Chadwick regarded her enigmatically. “I thought I instructed you to assist the doctor.”

“Yes, my lord, and so I did. Your son is resting comfortably now, and Dr. Perrin is taking supper downstairs while a footman keeps watch over the boy. I thought you might wish to consult with the physician, and I could...”

Chadwick noticed the way Emma’s green eyes flickered repeatedly toward the still figure on the bed. “Yes, yes, I understand,” he said abruptly, softening his tone with a smile of such charm that Emma quickly lowered her lashes. “You want to ensure that your chick has not suffered in the brutal clutches of the ravening wolf—am I not correct?” Emma would not look at him. He continued lightly, “You don’t like me very much, do you, Emma?”

He could see the astonishment in her eyes. She lifted her chin and met his gaze squarely. “No, my lord,” she said.

He shrugged. “I thought not, and truly I do regret your ill opinion of me. You appear to be a capable and sensible woman, and I think I would value your regard.”

“I’m flattered, my lord.”

He shook his dark head. “No, don’t be. I speak but the truth.” He paused before adding, “Think not that you must pretend to change your opinion of me. I do not require that you like me, only that you continue to serve your lady with all the care and affection you have bestowed on her in the past. Will you do that?”

Emma looked again at the sleeping girl. “Of course, my lord, for as long as she needs me. I am surprised that you ask. I have loved Miss Ginevra since she was a child.”

His fingers tightened on the folds of the draperies. Slubs of faded wool broke off in his hand. He concentrated on those shredded threads as he murmured, “Yes, haven’t we all?” After a pause he gestured to the half-eaten supper tray on the table. “I was able to make her swallow a few spoonfuls of Mrs.
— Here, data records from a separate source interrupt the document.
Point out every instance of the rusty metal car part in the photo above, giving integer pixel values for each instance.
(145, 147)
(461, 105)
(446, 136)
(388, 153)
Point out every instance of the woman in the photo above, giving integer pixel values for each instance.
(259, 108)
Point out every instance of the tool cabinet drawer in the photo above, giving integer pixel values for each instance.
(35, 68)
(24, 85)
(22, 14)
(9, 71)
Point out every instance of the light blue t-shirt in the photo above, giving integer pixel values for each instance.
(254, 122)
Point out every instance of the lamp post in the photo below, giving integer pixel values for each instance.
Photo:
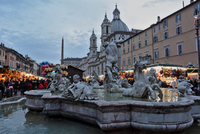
(196, 23)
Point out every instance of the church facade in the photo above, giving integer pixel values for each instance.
(115, 31)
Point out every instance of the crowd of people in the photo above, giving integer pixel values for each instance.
(20, 85)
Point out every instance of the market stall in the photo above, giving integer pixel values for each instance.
(164, 72)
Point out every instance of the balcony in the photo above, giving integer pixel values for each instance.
(145, 59)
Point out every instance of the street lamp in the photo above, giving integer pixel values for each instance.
(196, 23)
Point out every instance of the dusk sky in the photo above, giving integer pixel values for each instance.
(36, 27)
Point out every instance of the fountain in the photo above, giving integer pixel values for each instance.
(79, 101)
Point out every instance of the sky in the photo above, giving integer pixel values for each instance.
(36, 27)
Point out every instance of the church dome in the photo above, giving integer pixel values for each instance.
(117, 24)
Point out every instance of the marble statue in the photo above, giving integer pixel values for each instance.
(184, 86)
(112, 80)
(144, 85)
(59, 84)
(79, 91)
(94, 81)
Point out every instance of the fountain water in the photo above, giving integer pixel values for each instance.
(78, 101)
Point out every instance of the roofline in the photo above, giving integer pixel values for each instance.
(193, 3)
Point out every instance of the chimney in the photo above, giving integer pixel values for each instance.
(158, 19)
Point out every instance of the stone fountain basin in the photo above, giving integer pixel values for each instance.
(34, 99)
(115, 115)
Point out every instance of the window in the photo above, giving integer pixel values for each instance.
(146, 42)
(124, 62)
(139, 45)
(124, 51)
(134, 59)
(165, 24)
(139, 56)
(133, 47)
(158, 27)
(180, 48)
(155, 39)
(178, 30)
(106, 29)
(165, 34)
(146, 53)
(129, 61)
(155, 54)
(178, 17)
(166, 51)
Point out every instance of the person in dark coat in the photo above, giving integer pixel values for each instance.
(22, 87)
(2, 88)
(34, 84)
(6, 82)
(26, 86)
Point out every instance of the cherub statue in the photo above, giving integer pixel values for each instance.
(78, 91)
(58, 83)
(184, 86)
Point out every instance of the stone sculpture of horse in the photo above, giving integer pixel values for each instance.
(142, 86)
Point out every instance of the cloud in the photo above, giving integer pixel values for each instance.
(153, 3)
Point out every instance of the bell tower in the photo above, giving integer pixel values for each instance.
(93, 44)
(105, 29)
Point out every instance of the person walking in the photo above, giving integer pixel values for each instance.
(22, 86)
(40, 86)
(2, 88)
(45, 84)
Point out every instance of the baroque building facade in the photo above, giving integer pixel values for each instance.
(170, 40)
(115, 31)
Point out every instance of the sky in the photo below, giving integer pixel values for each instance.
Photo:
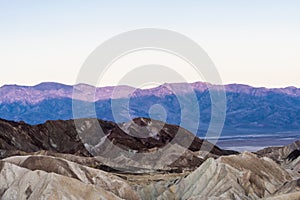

Harrison’s sustaining broth, but in the process her dress was irrevocably stained. I would have changed her garments myself, but I could not find a nightgown for her. The dressing room appears to be in disuse.”

Emma nodded uneasily. “The staff her ladyship summoned from Queenshaven were only able to make a start at restoring the house to some semblance of order, and Miss Ginevra told them not to worry with the dressing room now. However, behind that screen there you will find a linen press, if you...” She hesitated for the first time.